As RERC WTS researchers attempt to get their arms around the subject of training, additional safety improvements are already in the works. Dr. Larry Schneider, director of the University of Michigan Transportation Research Institute’s (UMTRI) Biosciences Division and the new RERC WTS director, said RESNA’s Committee on Wheelchairs and Transportation (COWHAT) is working on adding a WC20 requirement that will independently crash test the wheelchair seating systems. He added that researchers are also considering rear-impact collision tests in addition to the industry standard frontal-impact sled tests.
The RERC WTS survey of school transportation drivers and state directors won’t kick in until 2009, but researchers are already reaching out to state directors of pupil transportation and individual school district bus drivers to prepare a gauge of the industry’s implementation and understanding of WC19.
“We don’t have a sense of what knowledge is out there,” said Tricia Karg, a mechanical and bioengineering researcher at the University of Pittsburgh and associate director of the RERC WTS. She is also co-investigator of the pending study on school transportation with Mary Ellen Buning, an occupational therapist and assistive technology practitioner at the University of Colorado, Denver Health Sciences Center’s Department of Physical Medicine and Rehabilitation.
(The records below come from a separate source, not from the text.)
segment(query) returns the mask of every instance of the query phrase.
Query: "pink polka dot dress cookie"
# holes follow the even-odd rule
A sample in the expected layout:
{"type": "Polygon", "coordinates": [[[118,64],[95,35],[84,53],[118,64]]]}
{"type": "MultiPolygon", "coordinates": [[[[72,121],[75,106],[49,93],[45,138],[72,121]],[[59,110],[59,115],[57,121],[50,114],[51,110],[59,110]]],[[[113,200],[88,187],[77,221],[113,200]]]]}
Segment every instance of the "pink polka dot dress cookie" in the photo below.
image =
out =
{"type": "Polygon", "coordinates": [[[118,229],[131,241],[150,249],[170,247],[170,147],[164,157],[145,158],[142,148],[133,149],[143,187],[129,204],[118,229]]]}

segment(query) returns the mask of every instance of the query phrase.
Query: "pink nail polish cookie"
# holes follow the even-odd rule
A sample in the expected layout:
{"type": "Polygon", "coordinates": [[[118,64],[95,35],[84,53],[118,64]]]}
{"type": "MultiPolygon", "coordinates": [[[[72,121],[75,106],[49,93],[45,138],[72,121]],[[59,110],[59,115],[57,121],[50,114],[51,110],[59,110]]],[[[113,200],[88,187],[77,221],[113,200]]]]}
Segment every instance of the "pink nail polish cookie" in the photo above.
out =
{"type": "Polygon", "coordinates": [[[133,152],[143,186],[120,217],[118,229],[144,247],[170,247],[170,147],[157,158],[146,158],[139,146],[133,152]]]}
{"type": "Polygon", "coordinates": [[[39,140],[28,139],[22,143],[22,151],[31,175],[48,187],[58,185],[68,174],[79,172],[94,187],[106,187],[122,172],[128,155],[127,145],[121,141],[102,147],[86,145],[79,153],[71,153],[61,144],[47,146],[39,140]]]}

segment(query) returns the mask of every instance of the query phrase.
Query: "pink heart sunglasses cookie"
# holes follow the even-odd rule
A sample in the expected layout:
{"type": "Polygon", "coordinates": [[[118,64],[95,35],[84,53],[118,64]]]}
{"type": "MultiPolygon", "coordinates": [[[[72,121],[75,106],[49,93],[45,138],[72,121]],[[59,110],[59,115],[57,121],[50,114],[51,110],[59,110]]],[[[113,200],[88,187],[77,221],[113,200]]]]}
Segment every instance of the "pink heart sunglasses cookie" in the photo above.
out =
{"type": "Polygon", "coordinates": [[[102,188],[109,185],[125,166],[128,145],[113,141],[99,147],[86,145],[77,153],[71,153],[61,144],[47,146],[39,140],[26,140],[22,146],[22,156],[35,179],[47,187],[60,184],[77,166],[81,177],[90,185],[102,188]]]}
“Some state directors have policies that describe how those (special needs) students are to be transported, how to get them on the bus,” said Buning, explaining the hurdles set before her and Karg. “Other state directors have little or no mention of this issue. It’s difficult to find out how things are going.”
“It’s getting the information on knowledge level,” Karg added. “Hopefully we’re getting information out to impact safety. We’re interested in finding out the knowledge of WC19 that is out there, but there’s another aspect. We’re just as interested in what policies and what practices are out there.”
For starters, researchers have been unable to determine an exact number of special-needs students who utilize wheelchairs on school buses because most states do not collect such data. There are also questions as to what school bus drivers and attendants know — and don’t know — regarding wheelchair securement and occupant restraint procedures.
For example, Schneider said it should never be left to drivers to figure out the best wheelchair tie-down spots. This should be performed only by school transportation professionals and the spots should be clearly marked as such.
“There are all different styles of manual and power wheelchairs, which creates the need for a variety of tie-down methods,” said Sue Shutrump, supervisor of occupational and physical therapy services with the Trumbull County, Ohio, ESC. “It’s really difficult to get driver consistency.”
Schneider said the true design of the RERC WTS survey is to see what impact if any WC19 has had on the school transportation industry, specifically on special needs operations, and beyond. Wheelchair manufacturers like Convaid, Invacare and Sunrise currently test their products to WC19 standards. But the general lack of WC19 knowledge by pupil transporters, parents and occupational and physical therapists could lead to manufacturers discontinuing their WC19 compliance because of a lack of market demand. More than anything, the RERC WTS looks at the study as an educational outreach vehicle to keep the safety issue at the forefront and to increase knowledge about WC19 wheelchairs.
“It’s getting those key groups, including consumers, to know about WC19 wheelchairs and to understand the benefits,” Schneider said. “One of the biggest problems we face, and one of the main goals of our RERC, is getting the word out. We need to remind people about the RideSafe brochure and the travelsafer.org Web site where it is located. It has basic information on how to secure wheelchairs and restrain their occupants. We’ve got to do a better job spreading the word.”